We are grateful for the research conducted by Susan Weininger, Professor Emerita, Roosevelt University.
Provenance:
The Artist
Private Collection, sold by the Artist at the Art Institute of Chicago Rental and Sales Gallery, 1957
Richard Norton Gallery, Chicago
Purchased from the above
Lot Essay:
Executed in 1957, Owl and Dominoes was done during one of the artist’s most productive periods. It is typical of numerous still life paintings she painted during the mid-1950s that consist of inanimate objects, with the occasional owls or chicks, arranged in austere landscapes or otherwise ascetic and generic backgrounds. From about 1952-58, she created numerous compositions with elements that include shells, grapes, gloves, jacks, dice, ribbon, carnations, leaves, marbles, balls, and acorns, as well as the owl, dominoes, and egg in the present painting. Many of these objects, such as the owl, gloves, bunches of grapes, jacks, and carnations appear throughout her career. Abercrombie began her artistic life drawing gloves for the Sears catalog and as a result, gloves became a special emblem. Likewise, the carnation was her “personal flower,” as were the bunches of grapes that are sometimes seen adorning hats she wears. Although each of these objects had private meaning, the artist always beautifully arranged these symbols into unique and meaningful configurations.
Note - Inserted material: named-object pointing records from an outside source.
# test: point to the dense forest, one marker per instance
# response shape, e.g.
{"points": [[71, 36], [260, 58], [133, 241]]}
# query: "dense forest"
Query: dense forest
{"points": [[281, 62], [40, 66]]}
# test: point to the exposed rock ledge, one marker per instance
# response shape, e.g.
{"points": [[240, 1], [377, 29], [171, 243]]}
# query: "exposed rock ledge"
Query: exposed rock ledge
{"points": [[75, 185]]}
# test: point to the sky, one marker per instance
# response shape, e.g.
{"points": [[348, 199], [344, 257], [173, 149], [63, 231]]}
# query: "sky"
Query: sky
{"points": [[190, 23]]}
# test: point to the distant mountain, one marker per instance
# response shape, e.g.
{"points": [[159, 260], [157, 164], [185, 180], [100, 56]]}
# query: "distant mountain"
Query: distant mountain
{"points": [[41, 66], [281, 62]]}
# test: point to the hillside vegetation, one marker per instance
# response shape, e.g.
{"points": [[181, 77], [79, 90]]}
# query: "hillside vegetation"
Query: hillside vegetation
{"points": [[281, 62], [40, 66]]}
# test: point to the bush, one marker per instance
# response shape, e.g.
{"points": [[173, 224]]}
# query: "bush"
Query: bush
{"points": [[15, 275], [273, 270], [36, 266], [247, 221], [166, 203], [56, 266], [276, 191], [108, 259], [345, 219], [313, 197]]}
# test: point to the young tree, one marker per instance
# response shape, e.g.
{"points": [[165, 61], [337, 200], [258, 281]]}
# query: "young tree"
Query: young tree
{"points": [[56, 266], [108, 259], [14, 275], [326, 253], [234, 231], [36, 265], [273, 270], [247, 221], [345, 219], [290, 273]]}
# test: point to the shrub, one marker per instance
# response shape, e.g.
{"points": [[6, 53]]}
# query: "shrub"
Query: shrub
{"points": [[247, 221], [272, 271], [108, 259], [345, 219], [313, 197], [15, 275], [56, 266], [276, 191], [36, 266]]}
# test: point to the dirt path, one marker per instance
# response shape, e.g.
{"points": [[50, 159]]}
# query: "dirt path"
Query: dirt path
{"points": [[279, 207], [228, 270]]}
Abercrombie was also fond of games, which accounts for the appearance of playing cards, balls and jacks, dice, and dominoes in her work. In Owl and Dominoes, the three dots on the dominoes may refer to the three other elements in the painting, that of the moon, egg, and owl. Additionally, eggs had a personal resonance and the artist’s frequent images of eggshells and chicks emerging from eggs provide a clue to their appeal. Like the seashells that became ubiquitous in her work at this time, eggs are a kind of enclosure, a home of sorts. Abercrombie had an abiding interest in spaces that served as a metaphor for her own feelings of isolation and insecurity. The artist found in the shell a subject that not only echoed the idea of enclosure but also allowed her to use tongue-in-cheek humor in themes such as Eggs-It, 1955 (location unknown), Chick in an Egg Cup, 1954 (Private Collection), and Which Came First?, 1955 (Private Collection). The owl likewise appears in too many paintings to name, and always as an embodiment of both wisdom and menace. Although Owl and Dominoes is a seemingly simple still life, it incorporates both the lightheartedness of play, the enclosed space of an inescapable room, and the power accorded to an animal that is the familiar of a witch.
Owl and Dominoes, like many of the paintings done during this period of Abercrombie’s career, are products of a time when she was trying to paint more carefully and precisely, encouraged by her good friend, the artist John Wilde. The wonderfully rendered egg and dominoes show her prowess in creating three dimensional objects and attest to the skills she worked hard to acquire in her traditional art classes at University of Illinois. Abercrombie’s ability to compose a simply and perfectly organized composition, free of anything extraneous, can also be seen. The owl looks intently out at the viewer, its eyes defined by a circular ring of tiny feathers that form crescents and reflect the shape of the moon, while its vivid green eyes echo the green ground. The angles of the dominoes contrast with the curves of the egg, moon, and owl, and act as both link and anchor. With the use of minimal means, Abercrombie’s painting contains worlds.